Por: Humberto Oña Villarreal y Ketty Ruales de Oña
Chauma era el más acreditado cacique de los daulis, pues había resuelto terminar sus días, dedicado únicamente al cariño de su hija Mina, la gentil doncella, cuya hermosura celebrara el vuelo en tiernas melodías, llamándola: “Estrella de la Mañana”.
Observó Chauma, que la alegría se había borrado del rostro de su hija y que solo había tristeza.
Una noche de tormenta, en la cabaña de Chauma, un hombre entró tiritando de frío y se desplomó junto al fuego. Momentos después se incorporó, y era un extranjero quien al fijar los ojos en la joven se alegró y gritó:
¡Mina!...¡Mina!
La muchacha se puso lívida, el cacique preguntó:
¿Quién es ese hombre? –Mina contestó vacilante: -Él es un blanco del cual me enamoré, me casé con él y soy cristiana. Un sacerdote bendijo nuestra unión.
-Voy a avisar a mi padre, que te pertenezco –supliqué a mi esposo.
Bien, anda, que si no vuelves en diez días, iré yo a buscarte.

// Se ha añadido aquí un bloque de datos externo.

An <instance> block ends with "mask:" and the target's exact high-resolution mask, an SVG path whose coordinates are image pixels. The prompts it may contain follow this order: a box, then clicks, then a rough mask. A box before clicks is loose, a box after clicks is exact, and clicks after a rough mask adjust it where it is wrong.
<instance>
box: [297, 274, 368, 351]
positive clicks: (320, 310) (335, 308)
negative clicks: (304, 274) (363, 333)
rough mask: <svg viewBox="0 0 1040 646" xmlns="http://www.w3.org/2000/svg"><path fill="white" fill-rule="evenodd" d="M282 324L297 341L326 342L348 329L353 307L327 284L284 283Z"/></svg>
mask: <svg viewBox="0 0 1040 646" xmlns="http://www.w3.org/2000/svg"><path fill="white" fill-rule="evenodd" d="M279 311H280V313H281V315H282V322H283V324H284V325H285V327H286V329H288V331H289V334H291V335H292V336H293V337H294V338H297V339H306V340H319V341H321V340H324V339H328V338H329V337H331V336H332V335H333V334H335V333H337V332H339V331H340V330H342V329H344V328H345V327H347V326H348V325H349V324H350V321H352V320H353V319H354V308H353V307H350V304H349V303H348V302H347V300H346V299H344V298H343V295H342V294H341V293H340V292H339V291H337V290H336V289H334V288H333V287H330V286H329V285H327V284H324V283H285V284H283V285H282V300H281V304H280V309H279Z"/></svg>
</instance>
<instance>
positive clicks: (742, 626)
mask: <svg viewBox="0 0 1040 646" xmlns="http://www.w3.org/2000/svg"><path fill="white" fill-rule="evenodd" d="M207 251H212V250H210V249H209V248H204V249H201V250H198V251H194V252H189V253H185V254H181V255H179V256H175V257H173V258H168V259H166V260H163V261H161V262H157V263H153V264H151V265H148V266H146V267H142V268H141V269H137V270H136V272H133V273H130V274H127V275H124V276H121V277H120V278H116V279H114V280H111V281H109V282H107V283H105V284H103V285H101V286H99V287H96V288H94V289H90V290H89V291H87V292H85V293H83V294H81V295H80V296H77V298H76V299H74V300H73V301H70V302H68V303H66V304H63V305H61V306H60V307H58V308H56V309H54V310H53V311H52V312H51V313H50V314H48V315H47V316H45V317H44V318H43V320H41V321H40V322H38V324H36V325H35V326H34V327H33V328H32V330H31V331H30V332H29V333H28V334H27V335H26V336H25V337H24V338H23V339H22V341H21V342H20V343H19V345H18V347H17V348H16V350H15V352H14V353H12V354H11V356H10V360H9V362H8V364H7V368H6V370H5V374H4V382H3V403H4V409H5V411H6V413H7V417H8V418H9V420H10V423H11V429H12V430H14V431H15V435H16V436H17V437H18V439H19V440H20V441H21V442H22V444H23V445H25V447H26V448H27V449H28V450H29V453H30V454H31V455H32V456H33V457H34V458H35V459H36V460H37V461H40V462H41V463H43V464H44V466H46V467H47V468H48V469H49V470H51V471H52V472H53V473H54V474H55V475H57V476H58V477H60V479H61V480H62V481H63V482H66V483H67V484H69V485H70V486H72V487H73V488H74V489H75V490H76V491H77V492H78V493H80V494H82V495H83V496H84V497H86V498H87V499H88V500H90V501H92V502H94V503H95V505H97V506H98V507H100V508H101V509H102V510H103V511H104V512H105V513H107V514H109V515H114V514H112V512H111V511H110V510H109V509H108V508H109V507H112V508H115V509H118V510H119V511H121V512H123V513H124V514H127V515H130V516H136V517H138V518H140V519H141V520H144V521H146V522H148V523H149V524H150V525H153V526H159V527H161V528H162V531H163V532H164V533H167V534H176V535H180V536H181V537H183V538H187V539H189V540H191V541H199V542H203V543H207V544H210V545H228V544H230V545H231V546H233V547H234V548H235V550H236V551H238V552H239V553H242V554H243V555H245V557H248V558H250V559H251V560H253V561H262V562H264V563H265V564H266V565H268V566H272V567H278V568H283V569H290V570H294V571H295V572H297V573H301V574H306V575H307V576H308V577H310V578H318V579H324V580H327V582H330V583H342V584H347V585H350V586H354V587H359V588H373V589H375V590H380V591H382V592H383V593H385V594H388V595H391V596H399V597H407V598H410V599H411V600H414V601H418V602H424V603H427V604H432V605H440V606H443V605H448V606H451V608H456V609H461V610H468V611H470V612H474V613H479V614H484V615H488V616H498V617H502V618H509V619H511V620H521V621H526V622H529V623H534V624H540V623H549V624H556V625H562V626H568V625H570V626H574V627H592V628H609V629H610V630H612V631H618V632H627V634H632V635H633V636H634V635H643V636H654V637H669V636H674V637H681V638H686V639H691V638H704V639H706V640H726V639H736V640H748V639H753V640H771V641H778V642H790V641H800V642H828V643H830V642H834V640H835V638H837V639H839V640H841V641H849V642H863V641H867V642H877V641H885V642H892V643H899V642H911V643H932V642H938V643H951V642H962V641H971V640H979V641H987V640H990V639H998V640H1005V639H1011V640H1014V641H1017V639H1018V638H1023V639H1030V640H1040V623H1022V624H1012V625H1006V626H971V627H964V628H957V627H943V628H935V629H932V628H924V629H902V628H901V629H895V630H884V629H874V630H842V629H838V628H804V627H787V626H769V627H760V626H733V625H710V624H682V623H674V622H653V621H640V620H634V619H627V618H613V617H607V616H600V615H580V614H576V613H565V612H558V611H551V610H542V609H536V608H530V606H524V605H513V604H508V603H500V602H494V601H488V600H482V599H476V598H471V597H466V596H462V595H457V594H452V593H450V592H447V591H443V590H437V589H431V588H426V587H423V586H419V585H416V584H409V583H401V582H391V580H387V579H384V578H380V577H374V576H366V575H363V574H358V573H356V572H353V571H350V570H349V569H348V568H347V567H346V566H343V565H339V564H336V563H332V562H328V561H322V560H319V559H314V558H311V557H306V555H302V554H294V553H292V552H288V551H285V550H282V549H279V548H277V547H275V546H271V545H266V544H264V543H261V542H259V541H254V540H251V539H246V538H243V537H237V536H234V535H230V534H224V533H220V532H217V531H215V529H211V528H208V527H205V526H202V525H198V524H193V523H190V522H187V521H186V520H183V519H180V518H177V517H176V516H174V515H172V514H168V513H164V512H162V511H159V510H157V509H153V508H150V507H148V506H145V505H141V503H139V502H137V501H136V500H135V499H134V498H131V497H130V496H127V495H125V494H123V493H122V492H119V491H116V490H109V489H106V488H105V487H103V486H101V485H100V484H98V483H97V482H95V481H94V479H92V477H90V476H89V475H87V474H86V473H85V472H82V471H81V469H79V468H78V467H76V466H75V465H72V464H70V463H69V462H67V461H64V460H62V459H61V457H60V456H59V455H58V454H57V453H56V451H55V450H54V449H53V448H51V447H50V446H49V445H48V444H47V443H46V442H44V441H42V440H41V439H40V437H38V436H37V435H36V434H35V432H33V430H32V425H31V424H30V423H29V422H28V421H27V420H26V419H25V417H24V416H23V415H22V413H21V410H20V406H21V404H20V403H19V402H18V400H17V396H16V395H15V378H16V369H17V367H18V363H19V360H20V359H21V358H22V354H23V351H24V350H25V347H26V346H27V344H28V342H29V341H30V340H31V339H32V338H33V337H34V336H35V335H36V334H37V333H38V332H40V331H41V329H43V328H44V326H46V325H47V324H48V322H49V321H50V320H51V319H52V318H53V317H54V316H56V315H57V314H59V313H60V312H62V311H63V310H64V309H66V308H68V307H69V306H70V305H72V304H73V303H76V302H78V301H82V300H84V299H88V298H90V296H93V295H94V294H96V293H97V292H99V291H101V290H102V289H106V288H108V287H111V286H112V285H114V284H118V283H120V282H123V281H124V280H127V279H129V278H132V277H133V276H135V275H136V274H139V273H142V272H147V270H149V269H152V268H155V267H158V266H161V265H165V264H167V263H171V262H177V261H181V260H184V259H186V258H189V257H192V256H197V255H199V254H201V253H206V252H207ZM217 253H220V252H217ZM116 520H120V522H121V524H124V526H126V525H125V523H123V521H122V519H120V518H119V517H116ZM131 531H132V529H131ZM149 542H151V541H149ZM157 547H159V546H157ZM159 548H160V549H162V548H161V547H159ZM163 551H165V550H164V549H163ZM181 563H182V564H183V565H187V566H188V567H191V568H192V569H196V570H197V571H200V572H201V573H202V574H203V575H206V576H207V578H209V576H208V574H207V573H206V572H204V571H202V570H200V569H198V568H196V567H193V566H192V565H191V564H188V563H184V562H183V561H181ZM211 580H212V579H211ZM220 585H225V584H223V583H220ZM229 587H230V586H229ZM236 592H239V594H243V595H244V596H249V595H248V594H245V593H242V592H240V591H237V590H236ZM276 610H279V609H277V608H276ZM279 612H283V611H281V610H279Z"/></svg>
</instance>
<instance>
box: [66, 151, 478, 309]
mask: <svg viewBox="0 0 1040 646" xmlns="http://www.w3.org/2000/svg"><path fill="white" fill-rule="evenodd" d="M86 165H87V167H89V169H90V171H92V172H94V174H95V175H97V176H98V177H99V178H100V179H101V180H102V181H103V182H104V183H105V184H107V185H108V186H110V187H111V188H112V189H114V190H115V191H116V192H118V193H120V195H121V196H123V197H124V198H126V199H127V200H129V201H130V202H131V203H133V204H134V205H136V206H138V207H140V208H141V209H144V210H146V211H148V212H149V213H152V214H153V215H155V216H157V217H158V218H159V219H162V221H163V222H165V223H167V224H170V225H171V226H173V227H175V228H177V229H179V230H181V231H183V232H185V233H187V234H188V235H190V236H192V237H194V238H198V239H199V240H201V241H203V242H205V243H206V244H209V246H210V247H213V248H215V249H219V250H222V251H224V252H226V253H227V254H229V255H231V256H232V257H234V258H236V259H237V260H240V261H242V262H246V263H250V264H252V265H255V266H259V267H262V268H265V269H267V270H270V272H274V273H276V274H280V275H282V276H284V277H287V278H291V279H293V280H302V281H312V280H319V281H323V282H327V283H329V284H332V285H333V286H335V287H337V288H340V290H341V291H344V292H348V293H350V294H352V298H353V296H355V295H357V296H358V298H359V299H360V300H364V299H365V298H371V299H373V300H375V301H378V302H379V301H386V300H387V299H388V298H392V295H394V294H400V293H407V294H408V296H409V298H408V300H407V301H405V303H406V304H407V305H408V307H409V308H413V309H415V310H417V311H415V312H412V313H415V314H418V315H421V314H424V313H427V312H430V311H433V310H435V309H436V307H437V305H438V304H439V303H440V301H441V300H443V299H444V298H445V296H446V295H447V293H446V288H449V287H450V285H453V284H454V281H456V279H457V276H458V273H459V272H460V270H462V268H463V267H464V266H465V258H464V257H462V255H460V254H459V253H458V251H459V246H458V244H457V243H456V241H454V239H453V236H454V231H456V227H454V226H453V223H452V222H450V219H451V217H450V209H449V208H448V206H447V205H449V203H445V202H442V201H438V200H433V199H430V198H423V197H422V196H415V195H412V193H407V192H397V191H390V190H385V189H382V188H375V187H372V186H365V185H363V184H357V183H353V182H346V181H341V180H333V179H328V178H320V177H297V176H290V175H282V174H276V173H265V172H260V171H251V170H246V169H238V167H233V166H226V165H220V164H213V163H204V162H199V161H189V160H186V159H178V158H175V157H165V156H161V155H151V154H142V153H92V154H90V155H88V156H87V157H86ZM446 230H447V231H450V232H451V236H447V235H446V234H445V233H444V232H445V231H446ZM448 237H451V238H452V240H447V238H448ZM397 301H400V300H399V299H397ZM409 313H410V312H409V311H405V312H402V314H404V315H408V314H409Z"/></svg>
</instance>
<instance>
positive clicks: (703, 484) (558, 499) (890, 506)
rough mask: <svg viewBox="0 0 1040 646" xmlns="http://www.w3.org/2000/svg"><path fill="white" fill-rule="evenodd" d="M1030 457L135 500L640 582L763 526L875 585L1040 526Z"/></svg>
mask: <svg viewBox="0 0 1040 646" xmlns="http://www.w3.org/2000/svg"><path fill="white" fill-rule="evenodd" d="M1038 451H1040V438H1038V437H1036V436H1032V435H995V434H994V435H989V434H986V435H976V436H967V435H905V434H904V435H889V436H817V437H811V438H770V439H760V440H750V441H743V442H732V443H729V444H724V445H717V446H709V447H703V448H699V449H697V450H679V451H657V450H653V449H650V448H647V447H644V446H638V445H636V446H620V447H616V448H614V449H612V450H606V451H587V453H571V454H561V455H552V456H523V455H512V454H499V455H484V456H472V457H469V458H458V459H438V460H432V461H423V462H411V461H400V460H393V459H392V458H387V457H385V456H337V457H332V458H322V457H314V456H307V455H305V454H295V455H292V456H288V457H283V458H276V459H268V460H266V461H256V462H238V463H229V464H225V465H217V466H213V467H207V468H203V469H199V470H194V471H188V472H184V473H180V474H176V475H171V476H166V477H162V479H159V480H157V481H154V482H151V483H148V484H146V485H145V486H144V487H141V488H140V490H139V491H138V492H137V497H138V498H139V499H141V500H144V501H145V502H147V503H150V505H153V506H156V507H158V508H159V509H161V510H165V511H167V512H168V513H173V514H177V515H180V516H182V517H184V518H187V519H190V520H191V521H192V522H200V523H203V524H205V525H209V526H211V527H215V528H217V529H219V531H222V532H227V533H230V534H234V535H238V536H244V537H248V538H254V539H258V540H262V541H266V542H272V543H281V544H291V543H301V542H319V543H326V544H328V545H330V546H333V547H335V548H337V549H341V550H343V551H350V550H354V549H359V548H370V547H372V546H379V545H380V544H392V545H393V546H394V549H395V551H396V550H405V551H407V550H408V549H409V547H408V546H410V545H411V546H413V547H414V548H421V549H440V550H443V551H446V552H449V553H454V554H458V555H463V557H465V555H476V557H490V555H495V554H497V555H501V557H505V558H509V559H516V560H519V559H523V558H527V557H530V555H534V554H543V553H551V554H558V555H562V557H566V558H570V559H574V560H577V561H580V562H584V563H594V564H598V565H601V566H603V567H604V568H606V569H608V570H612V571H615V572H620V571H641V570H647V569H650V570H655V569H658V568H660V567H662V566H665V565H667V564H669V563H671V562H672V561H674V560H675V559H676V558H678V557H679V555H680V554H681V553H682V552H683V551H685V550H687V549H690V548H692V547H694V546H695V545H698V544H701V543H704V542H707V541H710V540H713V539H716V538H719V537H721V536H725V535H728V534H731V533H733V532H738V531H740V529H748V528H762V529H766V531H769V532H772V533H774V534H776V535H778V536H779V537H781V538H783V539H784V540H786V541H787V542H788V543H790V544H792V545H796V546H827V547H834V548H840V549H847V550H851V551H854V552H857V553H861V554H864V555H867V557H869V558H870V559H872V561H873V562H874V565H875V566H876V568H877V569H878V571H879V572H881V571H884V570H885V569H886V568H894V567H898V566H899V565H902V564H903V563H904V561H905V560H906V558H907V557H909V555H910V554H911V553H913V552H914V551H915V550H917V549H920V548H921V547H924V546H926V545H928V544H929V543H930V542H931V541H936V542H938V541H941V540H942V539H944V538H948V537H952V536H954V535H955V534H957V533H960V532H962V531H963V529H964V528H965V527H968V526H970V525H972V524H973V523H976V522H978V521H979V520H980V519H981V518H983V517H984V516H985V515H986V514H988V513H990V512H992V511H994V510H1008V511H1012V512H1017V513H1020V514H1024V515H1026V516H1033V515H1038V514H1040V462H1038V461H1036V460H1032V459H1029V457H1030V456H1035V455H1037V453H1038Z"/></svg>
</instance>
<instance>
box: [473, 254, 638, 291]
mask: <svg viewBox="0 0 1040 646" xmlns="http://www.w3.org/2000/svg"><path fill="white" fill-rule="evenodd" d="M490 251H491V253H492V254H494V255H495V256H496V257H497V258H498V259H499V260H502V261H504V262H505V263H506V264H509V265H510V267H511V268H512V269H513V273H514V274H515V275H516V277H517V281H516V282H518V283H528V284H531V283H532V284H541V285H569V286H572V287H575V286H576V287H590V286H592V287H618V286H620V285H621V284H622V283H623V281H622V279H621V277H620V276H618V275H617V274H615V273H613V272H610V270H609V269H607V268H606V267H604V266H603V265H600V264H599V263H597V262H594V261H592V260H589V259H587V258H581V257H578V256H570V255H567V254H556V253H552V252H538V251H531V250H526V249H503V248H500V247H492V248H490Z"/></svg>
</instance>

Chauma había escuchado con atención y sin articular palabra al relato de su hija:
-Mina- pronunció con gravedad- Tú eras el único consuelo de mi existencia.
¡Qué mal me pagas! ¡Reniegas de tu raza y creencias! Te abandono a tu suerte, pero por los dioses, que tu espíritu, al separarse de tu cuerpo no encontrará descanso en sitio alguno y vagará eternamente sobre las aguas, y así, él de todos sus descendientes, para ejemplo de las malas hijas. ¡Maldita seas!
Pasó el tiempo y Mina se enteró que su padre había muerto. Mina sentía que iba a ser madre. Llamó a su esposo y apretándolo contra su pecha, le arrancó un juramento:
Si muero, no me pongas bajo tierra, colócame en un ataúd, y sin taparlo, lánzame así al río. Igual si mi hijo muere, así conviene, amado mío.
Los presentimientos de Mina se cumplieron, murió y su hijo también.
El desolado esposo fabricó un ataúd, lo mejor que pudo y colocó el cuerpo de Mina, acomodando sobre sus brazos, el del niño, su hijo. Remó hasta llegar a medio río, soltó el remo y cumplió la sagrada promesa hecha.
Llegó el momento, hizo un movimiento brusco, dejando escapar copiosas lágrimas, alzó la caja, la colocó sobre la canoa y la lanzó a la corriente.
¡Oh sorpresa! El ataúd, en lugar de hundirse, permaneció fijo sobre la superficie. Después partió como una flecha en dirección de ribera más lejana.
Desde aquel día y ya suman miles, hace sus apariciones en nuestros ríos, el fantástico ataúd, especialmente durante las negras noches invernales.
Leyendas, Tradiciones, Relatos, Anécdotas, Variedades del Ecuador, 2004.